Wednesday, November 02, 2016 5:30pm - 6:30pm
Salomon Center, Room 001
In the Denver Museum of Nature & Science’s Native American cultures hall there are an array of mannequins representing Native peoples. Some are faceless dummies that could be selling jeans at The Gap. Some are Plexiglas cutouts with faces drawn in Sharpie. Some are digital. Some were originally hand sculpted with local Native Americans posing for the artist. This jumble of images is the springboard to examine the quandaries of representation, participation, voice, inclusivity, and interpretation that have long plagued the anthropology museum. Yet, even after several decades of concerted effort—the rise of the National Museum of the American Indian, the celebration of the collaborative ethic—these dilemmas continue to plague us. We are thus forced to ask: Is there truly a future for anthropology in the museum world? This lecture illuminates why an answer to that question is both strangely elusive and vitally necessary. Sponsored by donors to the Barbara A. and Edward G. Hail Lecture Fund and the Friends of the Haffenreffer Museum of Anthropology.

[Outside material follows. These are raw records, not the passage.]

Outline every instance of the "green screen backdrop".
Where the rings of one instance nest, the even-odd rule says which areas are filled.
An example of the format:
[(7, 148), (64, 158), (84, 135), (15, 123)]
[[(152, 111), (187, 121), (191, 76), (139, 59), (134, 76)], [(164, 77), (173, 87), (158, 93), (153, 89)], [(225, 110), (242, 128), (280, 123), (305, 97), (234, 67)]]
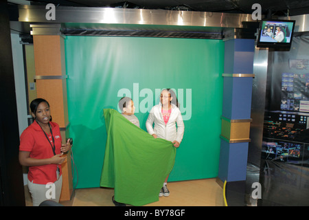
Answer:
[(73, 36), (65, 40), (73, 185), (100, 186), (106, 140), (103, 109), (130, 96), (141, 128), (160, 91), (172, 88), (185, 135), (169, 181), (218, 175), (224, 69), (220, 40)]

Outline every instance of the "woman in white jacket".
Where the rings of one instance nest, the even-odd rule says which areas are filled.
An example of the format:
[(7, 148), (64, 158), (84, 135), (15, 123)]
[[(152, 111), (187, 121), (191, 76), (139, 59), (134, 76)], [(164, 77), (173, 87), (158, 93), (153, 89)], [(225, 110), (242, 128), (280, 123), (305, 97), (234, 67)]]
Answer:
[[(172, 89), (162, 90), (160, 104), (151, 109), (146, 123), (147, 131), (154, 138), (171, 141), (176, 148), (179, 146), (185, 131), (185, 124), (178, 105), (177, 98)], [(154, 123), (154, 126), (152, 127)], [(167, 188), (168, 179), (168, 176), (159, 194), (160, 197), (170, 195)]]

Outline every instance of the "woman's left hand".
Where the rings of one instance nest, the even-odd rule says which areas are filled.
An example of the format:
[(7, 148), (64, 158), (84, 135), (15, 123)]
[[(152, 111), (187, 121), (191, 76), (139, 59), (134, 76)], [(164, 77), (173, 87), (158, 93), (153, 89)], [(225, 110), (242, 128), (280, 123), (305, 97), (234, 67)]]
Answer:
[(72, 147), (72, 146), (70, 144), (70, 139), (69, 138), (67, 140), (67, 144), (65, 145), (65, 144), (61, 145), (61, 148), (60, 148), (61, 152), (62, 152), (62, 153), (67, 152), (69, 150), (71, 150), (71, 147)]
[(172, 143), (173, 143), (174, 146), (177, 148), (179, 146), (180, 144), (179, 142), (177, 142), (176, 140), (173, 141)]

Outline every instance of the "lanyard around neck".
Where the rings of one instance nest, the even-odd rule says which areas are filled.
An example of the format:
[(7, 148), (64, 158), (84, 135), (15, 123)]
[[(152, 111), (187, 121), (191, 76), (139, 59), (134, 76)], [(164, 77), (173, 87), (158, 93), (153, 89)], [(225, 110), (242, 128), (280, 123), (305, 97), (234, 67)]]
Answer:
[(53, 144), (54, 144), (54, 146), (53, 146), (53, 144), (52, 144), (52, 143), (50, 142), (49, 139), (48, 137), (47, 137), (47, 135), (46, 133), (44, 131), (44, 130), (43, 130), (43, 129), (42, 128), (42, 126), (41, 126), (41, 124), (38, 124), (38, 122), (36, 122), (36, 123), (38, 123), (38, 124), (40, 126), (40, 127), (41, 127), (41, 129), (42, 129), (42, 131), (44, 132), (44, 134), (45, 135), (45, 137), (46, 137), (46, 138), (47, 138), (47, 140), (48, 140), (48, 142), (49, 143), (50, 146), (52, 146), (52, 149), (53, 150), (54, 155), (56, 155), (55, 140), (54, 139), (53, 131), (52, 131), (52, 127), (51, 127), (49, 123), (48, 123), (48, 126), (49, 126), (50, 133), (52, 134), (52, 140), (53, 140)]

Dr. Chip Colwell is Senior Curator of Anthropology at the Denver Museum of Nature & Science. He has held fellowships with the American Academy of Arts & Sciences, National Endowment for the Humanities, and US Fulbright Program. He has published more than 50 scholarly articles and chapters, and 9 books. His work has been highlighted in such venues as The New York Times, The Denver Post, Archaeology Magazine, and garnered numerous awards, including the National Council on Public History Book Award. He is the founding editor-in-chief of SAPIENS, an online magazine dedicated to anthropology for the public.